One Department official declared that the Festival was part of a campaign to offset the losses in the "propaganda war" incurred by the Soviet Union during its suppression of the Hungarian revolt. The Department will not, however, deny passports to American students wishing to attend the Festival.

Barbara Perry, Executive Secretary of the United States branch of the Festival Committee, admitted the plausibility of the State Department allegations, but thought the chance to meet and influence students from Iron Curtain countries "too good to pass up."

Miss Perry yesterday explained that she herself was not a Communist. She defined her own political position and that of most of the members of the U.S. committee as "sort of pacifist-liberal."

She said that plans for the Festival included sports, cultural activities, vodka, tea parties with Khrushchev and Bulganin, and travel. "You name it, they've got it," she concluded.

She expressed the hope that increased contact between Western and Iron Curtain countries on the student level might eventually lead to greater international cooperation since people of "our age group are the leaders of tomorrow."

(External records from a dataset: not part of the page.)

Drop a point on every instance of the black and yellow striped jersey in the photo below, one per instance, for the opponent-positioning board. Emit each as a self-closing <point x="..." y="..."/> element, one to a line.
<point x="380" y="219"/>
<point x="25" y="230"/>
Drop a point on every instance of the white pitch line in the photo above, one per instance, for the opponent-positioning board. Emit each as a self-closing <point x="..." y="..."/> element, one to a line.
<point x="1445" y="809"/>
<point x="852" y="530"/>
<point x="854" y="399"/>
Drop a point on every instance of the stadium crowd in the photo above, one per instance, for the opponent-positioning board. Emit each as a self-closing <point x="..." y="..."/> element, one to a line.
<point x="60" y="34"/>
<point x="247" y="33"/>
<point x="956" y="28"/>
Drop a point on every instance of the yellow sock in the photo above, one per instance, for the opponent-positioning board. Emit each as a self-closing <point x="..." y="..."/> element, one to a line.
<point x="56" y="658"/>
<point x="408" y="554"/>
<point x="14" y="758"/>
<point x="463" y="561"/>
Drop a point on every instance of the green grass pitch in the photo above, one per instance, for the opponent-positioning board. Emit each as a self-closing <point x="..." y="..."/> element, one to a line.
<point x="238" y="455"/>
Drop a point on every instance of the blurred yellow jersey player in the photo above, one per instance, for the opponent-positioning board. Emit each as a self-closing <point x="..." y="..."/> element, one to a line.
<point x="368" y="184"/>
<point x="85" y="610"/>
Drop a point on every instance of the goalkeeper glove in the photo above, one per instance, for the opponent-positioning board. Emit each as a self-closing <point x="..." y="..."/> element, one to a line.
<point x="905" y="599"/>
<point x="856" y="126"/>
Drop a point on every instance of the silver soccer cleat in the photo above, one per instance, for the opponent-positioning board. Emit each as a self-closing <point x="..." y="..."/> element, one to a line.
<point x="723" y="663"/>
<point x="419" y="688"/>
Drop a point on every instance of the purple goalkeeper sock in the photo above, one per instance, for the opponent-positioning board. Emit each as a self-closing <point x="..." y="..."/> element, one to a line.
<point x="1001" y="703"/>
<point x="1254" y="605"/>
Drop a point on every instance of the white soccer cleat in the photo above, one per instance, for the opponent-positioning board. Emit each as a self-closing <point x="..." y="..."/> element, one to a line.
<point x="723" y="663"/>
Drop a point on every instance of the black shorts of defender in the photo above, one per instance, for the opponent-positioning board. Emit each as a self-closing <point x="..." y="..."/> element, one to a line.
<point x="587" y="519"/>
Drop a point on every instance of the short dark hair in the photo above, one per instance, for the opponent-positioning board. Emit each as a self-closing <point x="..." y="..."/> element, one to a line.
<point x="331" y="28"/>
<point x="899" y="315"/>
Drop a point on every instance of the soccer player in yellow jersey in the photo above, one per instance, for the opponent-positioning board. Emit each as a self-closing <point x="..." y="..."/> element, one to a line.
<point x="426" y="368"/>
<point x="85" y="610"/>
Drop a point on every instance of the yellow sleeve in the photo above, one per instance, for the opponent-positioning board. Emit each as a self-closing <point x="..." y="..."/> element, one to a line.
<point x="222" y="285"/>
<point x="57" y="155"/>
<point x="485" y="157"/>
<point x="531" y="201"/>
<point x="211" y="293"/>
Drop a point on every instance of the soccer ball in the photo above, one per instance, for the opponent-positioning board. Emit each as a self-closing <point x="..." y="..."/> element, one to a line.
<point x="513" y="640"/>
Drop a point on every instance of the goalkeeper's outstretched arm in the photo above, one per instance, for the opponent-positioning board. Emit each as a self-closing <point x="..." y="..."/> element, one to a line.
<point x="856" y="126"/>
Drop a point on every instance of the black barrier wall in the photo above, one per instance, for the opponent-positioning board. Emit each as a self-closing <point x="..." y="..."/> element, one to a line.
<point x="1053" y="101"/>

Bruce D. Larkin, vice-president of NSA's international committee, acknowleged that "no one throws a party like the Festival," but said that the central concern of the sponsors is politics rather than student affairs. The NSA recently broke with one of the sponsoring organizations, the International Union of Students, when the IUS became Communist-dominated.

Miss Perry said that "three or four students at Harvard" had expressed interest in attending the Festival.

The $695 charge for the trip to the Festival covers airplane travel and all expenses while in Moscow.